Winterize your Ride

Winterize your ride
Check out the anti-freeze solution and make sure it’s fresh, and the right mix for the temps you think you’ll be seeing, plus a dose for good measure. Really would ruin yer’ day to reach the spring missing your truck sumpthin’ awful, and find out you got a busted block cause she froze solid on that one “really” cold day you remember.
I always fill the tank with fuel so the high fuel level in the tank won’t let rust grow inside., and drive it to its winter resting place. I add some fuel stabilizer to the tank to keep that fuel from breaking down over time. Once I’m at my spot, I disconnect the fuel line on the tank side of the fuel pump, plug the line, and then start and run the truck out of fuel. That fuel stuff gets all gummy over time and if you leave a carb full setting all winter, it’ll trash the carb.

Then I take out the spark plugs and add a few squirts of oil into each cylinder. I put the plugs back in, then pull the coil wire and crank her over a few times to slosh around the oil in each cylinder. Put the coil wire back on, and then hook back up the fuel line.
I disconnect the battery. I buy a 20 pound sack of Kitty Litter and set it on the floor in the cab.

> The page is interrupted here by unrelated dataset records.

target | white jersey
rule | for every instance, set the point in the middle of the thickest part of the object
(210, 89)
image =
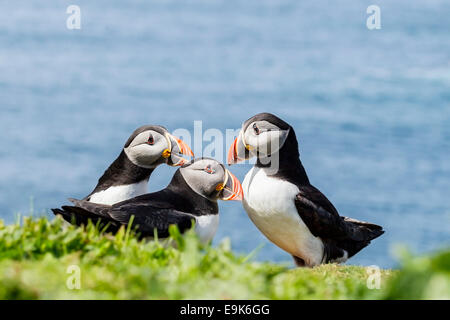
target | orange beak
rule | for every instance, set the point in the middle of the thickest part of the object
(178, 147)
(184, 148)
(232, 153)
(233, 189)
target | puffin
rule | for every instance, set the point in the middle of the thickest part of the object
(191, 196)
(127, 177)
(283, 204)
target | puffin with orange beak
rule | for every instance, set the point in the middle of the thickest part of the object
(128, 176)
(282, 203)
(191, 196)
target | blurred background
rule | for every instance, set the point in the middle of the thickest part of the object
(371, 108)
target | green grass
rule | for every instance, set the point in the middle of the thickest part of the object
(35, 257)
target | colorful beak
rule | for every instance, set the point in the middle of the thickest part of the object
(178, 148)
(232, 153)
(232, 189)
(238, 151)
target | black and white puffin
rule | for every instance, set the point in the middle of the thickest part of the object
(127, 177)
(282, 203)
(191, 195)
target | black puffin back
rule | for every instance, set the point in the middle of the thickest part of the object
(290, 166)
(121, 172)
(187, 200)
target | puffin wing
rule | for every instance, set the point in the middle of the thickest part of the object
(323, 220)
(149, 217)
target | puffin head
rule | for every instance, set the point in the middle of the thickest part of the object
(210, 179)
(150, 146)
(262, 135)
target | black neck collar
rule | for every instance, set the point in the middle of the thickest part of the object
(122, 172)
(188, 200)
(290, 167)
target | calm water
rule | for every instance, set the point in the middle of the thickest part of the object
(371, 108)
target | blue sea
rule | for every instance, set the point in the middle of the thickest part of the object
(371, 108)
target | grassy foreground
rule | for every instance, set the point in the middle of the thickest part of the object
(42, 259)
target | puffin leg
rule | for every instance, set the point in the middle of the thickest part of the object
(299, 262)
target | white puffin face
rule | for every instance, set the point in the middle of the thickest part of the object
(210, 179)
(147, 148)
(263, 137)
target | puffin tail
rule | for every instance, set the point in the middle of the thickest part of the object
(364, 232)
(368, 231)
(75, 215)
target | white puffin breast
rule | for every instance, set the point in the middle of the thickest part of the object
(270, 204)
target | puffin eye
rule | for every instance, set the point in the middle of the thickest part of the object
(256, 129)
(151, 140)
(209, 170)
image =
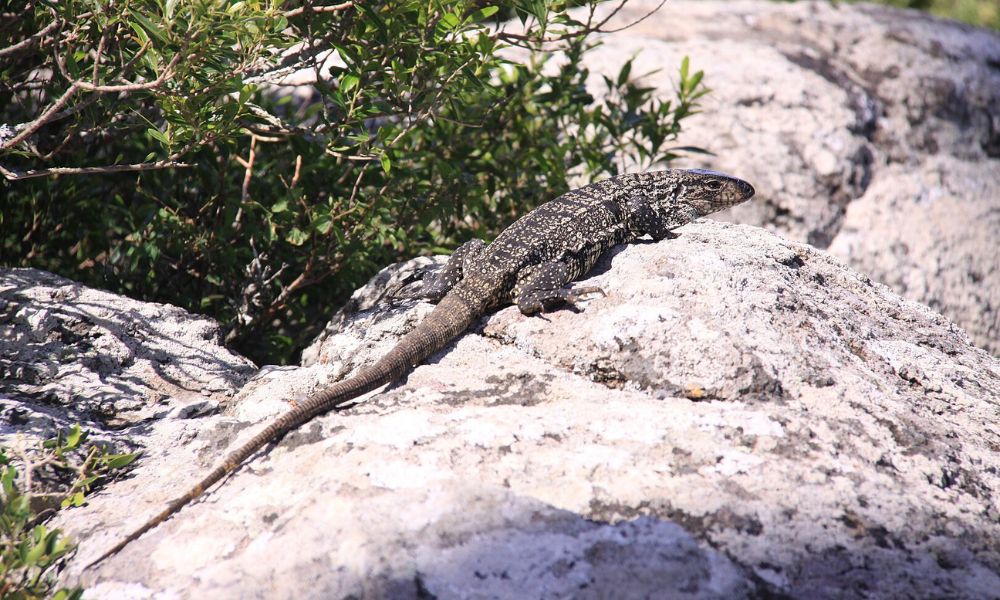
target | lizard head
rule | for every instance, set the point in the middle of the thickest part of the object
(709, 191)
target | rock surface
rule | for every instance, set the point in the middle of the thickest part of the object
(72, 354)
(741, 416)
(868, 131)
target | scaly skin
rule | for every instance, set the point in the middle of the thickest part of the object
(529, 264)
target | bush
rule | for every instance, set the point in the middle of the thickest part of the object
(256, 160)
(56, 475)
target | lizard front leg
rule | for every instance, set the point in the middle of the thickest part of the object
(543, 286)
(439, 283)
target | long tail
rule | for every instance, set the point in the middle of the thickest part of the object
(452, 316)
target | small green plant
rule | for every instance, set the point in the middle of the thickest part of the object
(34, 484)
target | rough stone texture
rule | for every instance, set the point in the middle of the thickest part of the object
(870, 131)
(741, 416)
(72, 354)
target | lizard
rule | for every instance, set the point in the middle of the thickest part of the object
(529, 264)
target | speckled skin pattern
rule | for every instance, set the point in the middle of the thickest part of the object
(529, 264)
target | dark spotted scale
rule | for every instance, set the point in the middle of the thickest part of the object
(529, 264)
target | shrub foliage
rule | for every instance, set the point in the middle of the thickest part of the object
(35, 482)
(257, 160)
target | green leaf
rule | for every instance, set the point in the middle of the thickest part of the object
(117, 461)
(149, 26)
(296, 236)
(159, 136)
(73, 437)
(484, 13)
(168, 9)
(348, 82)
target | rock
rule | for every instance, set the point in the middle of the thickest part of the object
(741, 416)
(869, 131)
(72, 354)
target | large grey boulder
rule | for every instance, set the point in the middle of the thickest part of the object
(869, 131)
(72, 354)
(740, 416)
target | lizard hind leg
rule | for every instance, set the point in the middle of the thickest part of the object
(545, 287)
(439, 283)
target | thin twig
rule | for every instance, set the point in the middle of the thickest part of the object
(302, 9)
(160, 164)
(42, 119)
(28, 41)
(298, 169)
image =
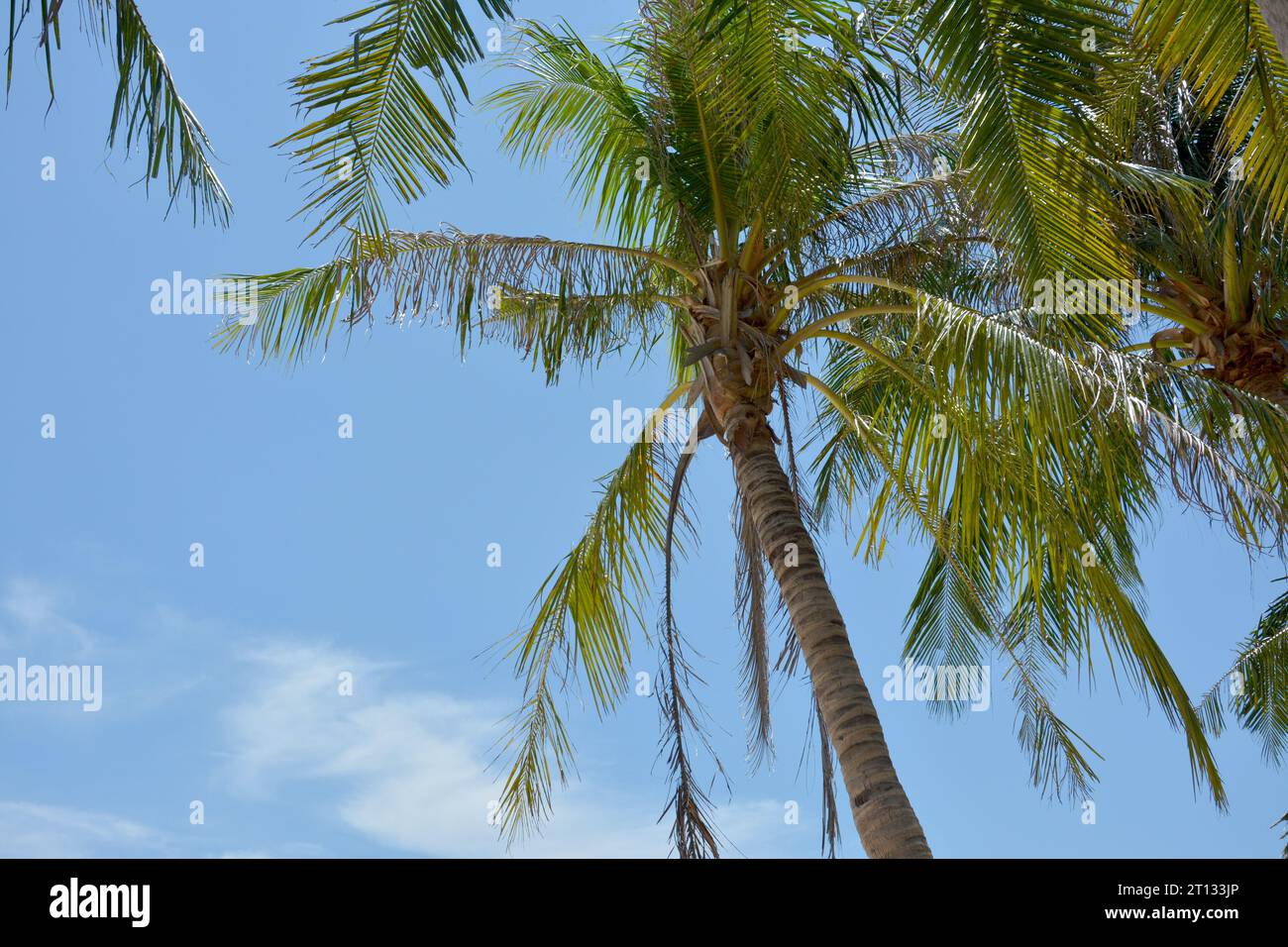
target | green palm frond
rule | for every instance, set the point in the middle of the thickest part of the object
(1229, 58)
(370, 125)
(1028, 77)
(1020, 460)
(554, 300)
(149, 114)
(1256, 688)
(584, 618)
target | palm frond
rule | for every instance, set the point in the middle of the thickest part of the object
(370, 125)
(147, 114)
(1224, 48)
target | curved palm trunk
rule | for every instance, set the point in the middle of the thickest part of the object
(887, 823)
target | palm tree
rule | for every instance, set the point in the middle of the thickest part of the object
(748, 176)
(149, 111)
(377, 125)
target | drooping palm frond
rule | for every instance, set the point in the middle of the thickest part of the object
(1028, 77)
(694, 834)
(584, 618)
(1223, 48)
(149, 114)
(1256, 686)
(1021, 460)
(554, 300)
(370, 125)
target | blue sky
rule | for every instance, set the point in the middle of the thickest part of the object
(369, 556)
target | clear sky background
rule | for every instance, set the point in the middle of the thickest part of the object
(370, 556)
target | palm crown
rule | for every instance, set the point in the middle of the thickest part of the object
(778, 202)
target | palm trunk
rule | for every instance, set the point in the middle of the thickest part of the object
(1275, 13)
(887, 823)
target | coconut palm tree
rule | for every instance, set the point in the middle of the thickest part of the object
(365, 107)
(772, 210)
(149, 112)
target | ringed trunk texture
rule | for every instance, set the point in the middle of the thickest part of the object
(888, 826)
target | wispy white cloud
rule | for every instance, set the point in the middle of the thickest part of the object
(35, 620)
(29, 830)
(410, 768)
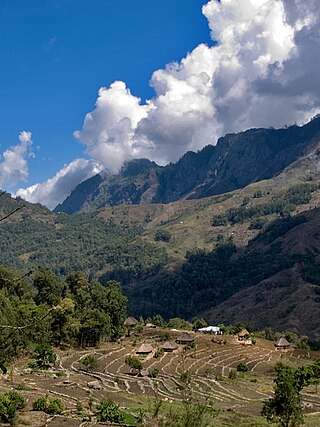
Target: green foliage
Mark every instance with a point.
(45, 356)
(89, 362)
(198, 323)
(178, 323)
(232, 374)
(153, 372)
(109, 411)
(106, 250)
(162, 235)
(285, 407)
(242, 367)
(158, 353)
(10, 403)
(297, 195)
(84, 313)
(134, 363)
(49, 406)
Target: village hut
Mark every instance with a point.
(131, 322)
(144, 349)
(169, 346)
(243, 335)
(185, 338)
(150, 325)
(283, 345)
(210, 330)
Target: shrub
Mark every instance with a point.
(45, 356)
(107, 410)
(133, 362)
(153, 373)
(162, 235)
(158, 353)
(89, 362)
(49, 406)
(10, 403)
(242, 367)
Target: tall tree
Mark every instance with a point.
(285, 407)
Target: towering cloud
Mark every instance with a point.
(51, 192)
(14, 165)
(260, 71)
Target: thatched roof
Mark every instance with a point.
(185, 337)
(130, 321)
(169, 346)
(144, 349)
(282, 342)
(243, 333)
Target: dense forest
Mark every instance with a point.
(209, 277)
(40, 308)
(76, 243)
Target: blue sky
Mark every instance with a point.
(86, 85)
(56, 54)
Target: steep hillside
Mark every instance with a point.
(289, 299)
(190, 257)
(236, 161)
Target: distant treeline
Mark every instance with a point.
(299, 194)
(40, 308)
(208, 278)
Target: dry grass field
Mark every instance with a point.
(239, 397)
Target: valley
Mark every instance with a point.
(237, 397)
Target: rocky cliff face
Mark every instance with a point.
(236, 161)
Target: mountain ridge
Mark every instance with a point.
(235, 162)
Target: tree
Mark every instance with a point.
(134, 363)
(285, 407)
(45, 356)
(107, 410)
(89, 362)
(10, 403)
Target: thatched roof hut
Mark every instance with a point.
(130, 321)
(169, 346)
(243, 334)
(144, 349)
(282, 344)
(184, 338)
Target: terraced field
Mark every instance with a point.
(209, 365)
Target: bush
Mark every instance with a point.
(107, 410)
(162, 235)
(45, 357)
(242, 367)
(10, 403)
(49, 406)
(158, 353)
(89, 362)
(153, 373)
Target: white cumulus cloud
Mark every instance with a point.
(56, 189)
(13, 162)
(261, 71)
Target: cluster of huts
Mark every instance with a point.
(168, 346)
(243, 337)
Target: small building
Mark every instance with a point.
(282, 344)
(243, 335)
(210, 330)
(169, 346)
(150, 325)
(131, 322)
(144, 349)
(185, 338)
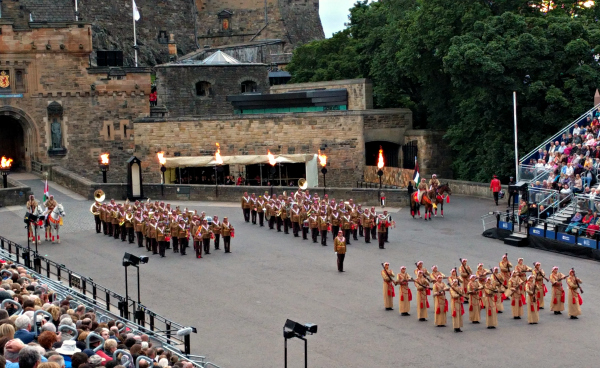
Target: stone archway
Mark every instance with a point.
(18, 138)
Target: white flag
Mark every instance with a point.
(136, 13)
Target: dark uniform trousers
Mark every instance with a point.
(161, 248)
(123, 232)
(314, 233)
(175, 245)
(334, 231)
(341, 262)
(198, 249)
(324, 237)
(183, 243)
(271, 222)
(347, 235)
(98, 224)
(140, 239)
(206, 244)
(227, 243)
(382, 240)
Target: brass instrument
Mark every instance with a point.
(302, 184)
(99, 195)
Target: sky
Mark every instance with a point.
(334, 13)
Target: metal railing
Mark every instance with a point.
(558, 135)
(151, 323)
(63, 291)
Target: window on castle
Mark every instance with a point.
(19, 80)
(203, 89)
(249, 87)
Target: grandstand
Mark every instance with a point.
(559, 179)
(107, 306)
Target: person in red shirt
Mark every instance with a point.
(495, 186)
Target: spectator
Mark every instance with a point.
(575, 221)
(23, 328)
(7, 330)
(57, 359)
(495, 187)
(29, 357)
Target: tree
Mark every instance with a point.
(456, 63)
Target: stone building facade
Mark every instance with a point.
(58, 110)
(187, 89)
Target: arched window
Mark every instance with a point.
(249, 87)
(55, 114)
(203, 88)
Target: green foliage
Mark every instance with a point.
(456, 63)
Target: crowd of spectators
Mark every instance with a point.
(568, 166)
(21, 347)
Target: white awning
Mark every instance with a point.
(205, 161)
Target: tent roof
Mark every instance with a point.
(205, 161)
(219, 58)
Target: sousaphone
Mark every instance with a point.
(302, 184)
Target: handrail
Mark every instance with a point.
(560, 133)
(35, 323)
(13, 302)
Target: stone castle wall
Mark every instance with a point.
(176, 86)
(97, 111)
(340, 132)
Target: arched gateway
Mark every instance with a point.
(18, 137)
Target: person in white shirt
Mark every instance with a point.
(569, 170)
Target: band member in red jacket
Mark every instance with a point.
(495, 186)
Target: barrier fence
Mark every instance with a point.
(149, 322)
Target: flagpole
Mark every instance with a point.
(516, 149)
(134, 35)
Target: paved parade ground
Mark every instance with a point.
(240, 301)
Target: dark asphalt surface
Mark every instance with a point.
(240, 301)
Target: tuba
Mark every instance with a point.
(99, 195)
(302, 184)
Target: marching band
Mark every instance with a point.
(486, 290)
(158, 227)
(306, 213)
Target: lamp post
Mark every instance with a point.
(162, 160)
(218, 161)
(104, 163)
(380, 166)
(135, 261)
(5, 165)
(323, 163)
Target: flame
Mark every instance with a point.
(271, 158)
(380, 163)
(322, 159)
(104, 159)
(218, 155)
(5, 163)
(161, 158)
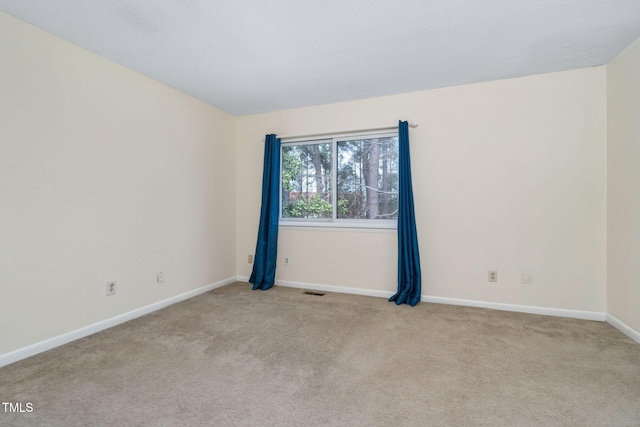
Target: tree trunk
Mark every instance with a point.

Keep the Kitty Litter in the bag, mind you. It ain’t necessary or advisable to dump 20 pounds of Kitty Litter on yer’ floorboards. Just cut open the top of the bag with yer’ trusty Buck Knife, and that Kitty Litter will absorb a ton of moisture, keepin’ the inside of yer’ truck from gettin all mildewy on you. If you park it with the windows all closed up good, that stuff will do a good job of keeping mold from getting a foothold.
I jack up the truck and set the frame on jackstands so’s the wheels ain’t supporting’ the weight of the beast. Helps the tires and suspension to rest a little, too. My Uncle Moose always told me to do that, saying it done the same thing fer’ your truck as just like you getting off your feet after a long day. But before you do, make sure the surface the truck is parked on is level and firm enough to support the jackstands. The last thing you want is for the jackstands to sink or worse — fall over.